# Belt sanding



## JackDuren (Oct 10, 2015)

I normally won't waste time with a vacuum on a belt sander unless it's using the factory bag on a Bosch, but today I decided I didn't want to clean up Masonite dust so I hooked up the shop vac I normally just tape the PC sanders off, but I was happy with the results..


----------



## jwoodcraft (7 mo ago)

Good idea. I have one of those and man that thing _eats_ cords. Always have to put the cord over my shoulder.


----------



## wildwoodbybrianjohns (Aug 22, 2019)

jwoodcraft said:


> man that thing _eats_ cords.


Ha, so funny. So true.

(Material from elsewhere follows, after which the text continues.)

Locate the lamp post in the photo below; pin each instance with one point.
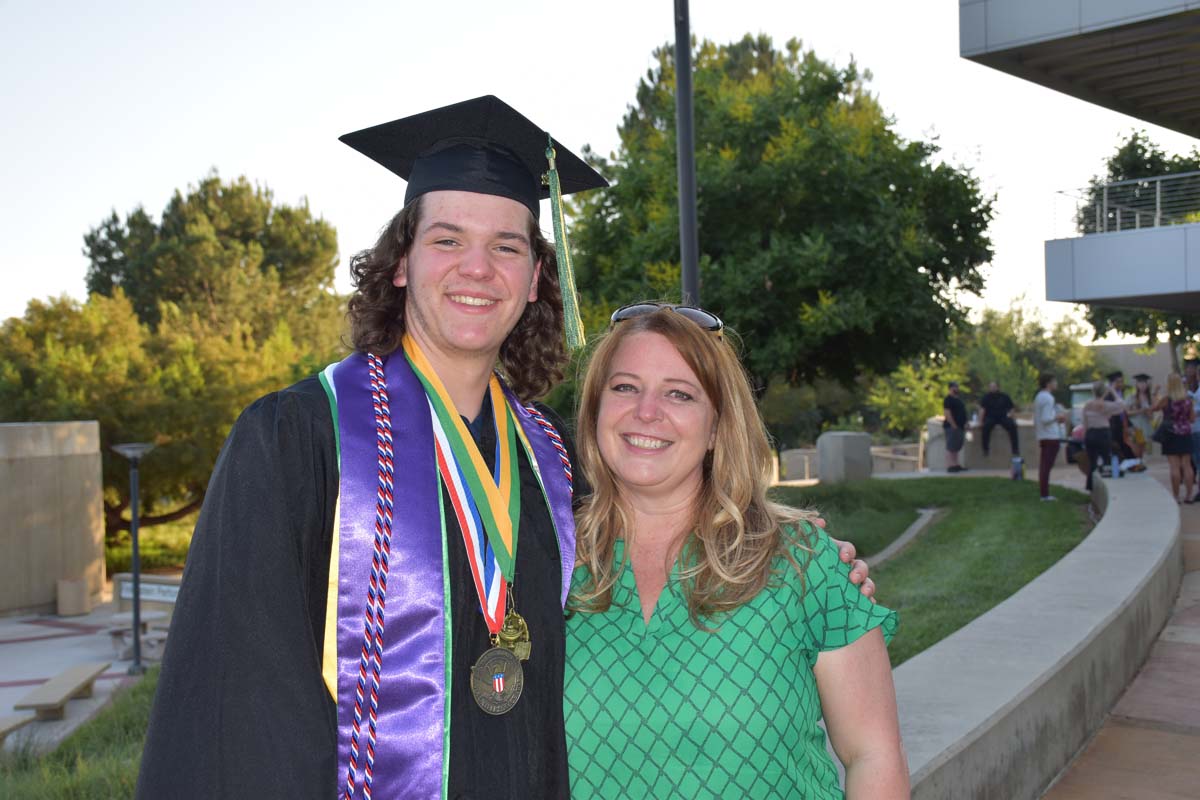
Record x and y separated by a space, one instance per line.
135 452
685 158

They all do that.


----------



## JackDuren (Oct 10, 2015)

I’m going to have buy the bags for the Shop Vac rather than the foam filter..


----------



## John Smith_inFL (Dec 15, 2017)

that sander is a work horse !!!
I bought 3 of them new, in the box at a military surplus sale and they served me well for over 3 decades. Sadly, when my stuff was in storage, there was a small leak in the roof that went unnoticed for a couple of years and all 3 machines were toast. I really miss them !!


----------



## JackDuren (Oct 10, 2015)

PC is okay, but the Bosch is better because of bag location If your right handed. I pick them up at Pawn shops every time I see one.


----------



## Popsnsons (Mar 28, 2010)

View attachment 3865405
View attachment 3865405


----------



## Popsnsons (Mar 28, 2010)

This will help with the Shop Vac filter issue.


----------



## bp2878 (Jan 5, 2019)

I bought that same sander for my first woodworking project. I nearly destroyed the maple table top I was making. Needless to say it is way overkill for smoothing out glue lines. Lesson learned! I don't use it very often anymore but it is a BEAST for sure.


----------



## JackDuren (Oct 10, 2015)

bp2878 said:


> I bought that same sander for my first woodworking project. I nearly destroyed the maple table top I was making. Needless to say it is way overkill for smoothing out glue lines. Lesson learned! I don't use it very often anymore but it is a BEAST for sure.


I takes a lot of practice..


----------